Dennis Black Wayne State University Detroit Water Shut off We the people of Detroit

The sun is high in the sky on a Monday in the historic Cass Corridor, and all around there are signs that the weekend is well over. A man in a suit drops off his dry cleaning as a businesswoman enters a café on her lunch break. A crane unloads equipment for workers atop the Hilberry Theatre, next to Wayne State University’s Old Main academic building, which looks more like a cathedral or a small castle. Dennis Black, a tall young man in typical student attire – backpack, Nike sandals, black jersey shorts, and a nondescript black T-shirt – is on his way to order a lunch of take-out pad thai after finishing class. Peace and Conflict Studies is worth four of the eight summer credits that he is taking. Dennis, an undergraduate senior studying political science, plans to take the LSAT in September and aspires to a career in national security law.
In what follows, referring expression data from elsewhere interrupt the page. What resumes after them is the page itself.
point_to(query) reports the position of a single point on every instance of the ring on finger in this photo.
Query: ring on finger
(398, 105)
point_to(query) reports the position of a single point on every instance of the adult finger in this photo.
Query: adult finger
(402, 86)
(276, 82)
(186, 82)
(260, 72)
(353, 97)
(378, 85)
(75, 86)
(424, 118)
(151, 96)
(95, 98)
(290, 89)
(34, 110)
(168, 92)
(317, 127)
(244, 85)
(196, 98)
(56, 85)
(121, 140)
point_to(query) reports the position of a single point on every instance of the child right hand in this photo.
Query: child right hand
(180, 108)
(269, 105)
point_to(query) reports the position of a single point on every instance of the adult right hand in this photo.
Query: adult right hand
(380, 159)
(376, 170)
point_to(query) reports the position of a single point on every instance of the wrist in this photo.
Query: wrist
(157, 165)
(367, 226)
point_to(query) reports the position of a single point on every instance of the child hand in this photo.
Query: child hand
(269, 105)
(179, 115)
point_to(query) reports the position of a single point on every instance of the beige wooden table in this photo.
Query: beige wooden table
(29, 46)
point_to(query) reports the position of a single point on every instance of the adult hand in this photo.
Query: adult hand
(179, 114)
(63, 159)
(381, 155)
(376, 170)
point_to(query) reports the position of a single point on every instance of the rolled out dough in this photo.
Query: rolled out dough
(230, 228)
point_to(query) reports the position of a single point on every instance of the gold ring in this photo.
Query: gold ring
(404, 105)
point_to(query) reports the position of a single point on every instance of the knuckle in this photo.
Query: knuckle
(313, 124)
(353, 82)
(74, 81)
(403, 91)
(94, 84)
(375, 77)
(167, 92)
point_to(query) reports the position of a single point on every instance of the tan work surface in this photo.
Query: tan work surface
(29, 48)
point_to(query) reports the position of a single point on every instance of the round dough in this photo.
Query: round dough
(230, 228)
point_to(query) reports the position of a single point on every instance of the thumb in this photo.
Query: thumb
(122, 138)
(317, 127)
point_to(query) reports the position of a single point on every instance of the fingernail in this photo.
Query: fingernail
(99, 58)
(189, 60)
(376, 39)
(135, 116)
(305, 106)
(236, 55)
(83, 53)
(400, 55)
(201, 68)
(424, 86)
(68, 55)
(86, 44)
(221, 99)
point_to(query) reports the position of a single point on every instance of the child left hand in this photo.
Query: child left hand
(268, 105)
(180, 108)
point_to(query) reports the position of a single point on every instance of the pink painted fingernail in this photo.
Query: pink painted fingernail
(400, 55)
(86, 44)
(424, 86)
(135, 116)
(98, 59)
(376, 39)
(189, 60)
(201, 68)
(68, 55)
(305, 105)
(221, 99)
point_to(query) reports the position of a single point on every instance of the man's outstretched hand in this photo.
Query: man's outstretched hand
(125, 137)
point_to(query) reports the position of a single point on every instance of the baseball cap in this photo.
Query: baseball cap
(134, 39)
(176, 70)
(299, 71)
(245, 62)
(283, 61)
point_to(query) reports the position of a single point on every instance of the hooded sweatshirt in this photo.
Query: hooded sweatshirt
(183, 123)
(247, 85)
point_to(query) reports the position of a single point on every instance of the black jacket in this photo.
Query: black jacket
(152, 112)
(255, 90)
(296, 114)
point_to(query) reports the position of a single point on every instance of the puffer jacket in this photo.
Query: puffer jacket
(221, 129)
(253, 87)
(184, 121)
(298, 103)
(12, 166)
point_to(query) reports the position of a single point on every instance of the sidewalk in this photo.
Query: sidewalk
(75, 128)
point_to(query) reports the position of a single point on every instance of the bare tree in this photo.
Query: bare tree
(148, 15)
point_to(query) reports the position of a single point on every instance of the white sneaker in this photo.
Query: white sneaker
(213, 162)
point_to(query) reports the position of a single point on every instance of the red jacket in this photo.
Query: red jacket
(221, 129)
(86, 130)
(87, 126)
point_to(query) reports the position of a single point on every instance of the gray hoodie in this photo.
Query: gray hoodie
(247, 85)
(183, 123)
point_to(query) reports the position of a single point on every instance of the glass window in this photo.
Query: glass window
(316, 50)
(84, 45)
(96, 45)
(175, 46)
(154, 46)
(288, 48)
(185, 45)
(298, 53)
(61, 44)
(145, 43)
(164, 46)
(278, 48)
In his spare time, Dennis helps out with logistics, planning, and community organizing for We the People of Detroit, which has spearheaded and supported several initiatives to resist emergency management. Most recently, Dennis and WPD have canvassed neighborhoods, distributed water, and set up emergency water stations. Dennis has met families who have been living for six to 12 months without water. He sees Detroit’s crisis as one of shock capitalism, in which leaders manufacture disasters to promote particular influences – like the privatization of water – in order to reap profits while exploiting the current population. In the case of Detroit, Dennis sees this as an inherently racial issue that has global implications. “You see [shock capitalism] primarily happening in black and brown countries. In Latin America, the Middle East,” Dennis explains. Still, he believes there is a lot of revolutionary potential and community resilience that can be learned from Detroit’s situation and that these shared experiences can help to shift the tide locally and around the world.